Surpopulation féline
C'est
par portées entières que les chatons arrivent au refuge
depuis le printemps. Apportés par le maître de la chatte
qui les a mis au monde ou bien trouvés ici et là, ils
ont droit aux mêmes soins.
On les garde au moins un mois
avant de les proposer à l'adoption : ce délai permet
d'effectuer la vaccination et son rappel, de les vermifuger plusieurs
fois et d'apprendre à connaître chacun d'entre eux afin
de renseigner au mieux les adoptants.
Tous ne seront pas adoptés
; il y a trop d'animaux pour le nombre de gens qui en désirent.

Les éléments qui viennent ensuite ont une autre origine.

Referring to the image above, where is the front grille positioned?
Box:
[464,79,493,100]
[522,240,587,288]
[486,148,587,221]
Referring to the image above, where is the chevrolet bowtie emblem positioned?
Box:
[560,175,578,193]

Certains, aussi jolis et attachants que les autres, grandiront au
refuge sans avoir trouvé de maître et, à l'âge
de 7 mois, après stérilisation et tatouage, ils iront
rejoindre, dans une des chatteries, les cohortes de chats adultes qui
attendent, durant des années parfois, d'être adoptés.
Chaque
année, la SDA diffuse le même message : il
faut absolument enrayer la reproduction féline.
Aimer
les chats, c'est vouloir leur bien, et donc faire ce qu'il faut pour
éviter la naissance de ces vies innocentes à l'avenir
incertain et dont l'arrivée aggrave le douleureux problème
de la surpopulation féline. Faire stériliser sa chatte
est une nécessité. L'opération, de surcroît,
est bénéfique pour sa santé. Il est prouvé
que les chattes opérées développent moins de
tumeurs mammaires que les autres. Quant aux mâles, il faut
aussi les faire castrer. A la satisfaction de savoir que son chat ne
sera pas l'origine de naissances indésirables s'ajoutera le
plaisir d'avoir un chat moins fugueur et moins bagarreur.
De
nombreux chatons européens, de toutes les couleurs, attendent
un maître au refuge.
On
affiche complet, au refuge, depuis le début de l'été:
la chatterie d'isolation est bondée, il ne reste plus un seul
box individuel, et certaines personnes, au lieu d'attendre, comme on
les en prie, qu'une place se libère, déposent leur chat
devant la porte du refuge ou le jettent par-dessus la grille.
On
se hâte donc de tatouer, stériliser et vacciner les
chats qui arrivent, afin de les répartir le plus vite possible
dans les deux grandes chatteries, où sont réunis les
chats adoptables. Mais, trop nombreux, ayant bénéficié
d'un temps d'isolation et d'adaptation trop court, les chats sont mal
à l'aise parmi leurs congénères: ces animaux si
sociables en viennent à se quereller, ou bien ils
stressent.
C'est
le cas de Valentine,
qui attend pour manger de se sentir protégée par la
présence d'un animalier, de Bruno, qu'il a fallu changer
de chatterie, de Minouche, qui ne descend plus de son perchoir, de
Poussy, qui dort sous la pluie et n'ose rentrer dans l'abri trop
fréquenté, et
de bien d'autres encore...
Si
l'on a décidé d'adopter un petit félin, le
moment est bien choisi: on ajoutera à la joie de choisir un
adorable compagnon à 4 pattes la satisfaction de savoir qu'en
lui offrant le bonheur, on a aussi participé à une
amélioration de la qualité de vie de tous les autres,
en diminuant le nombre des hôtes des chatteries.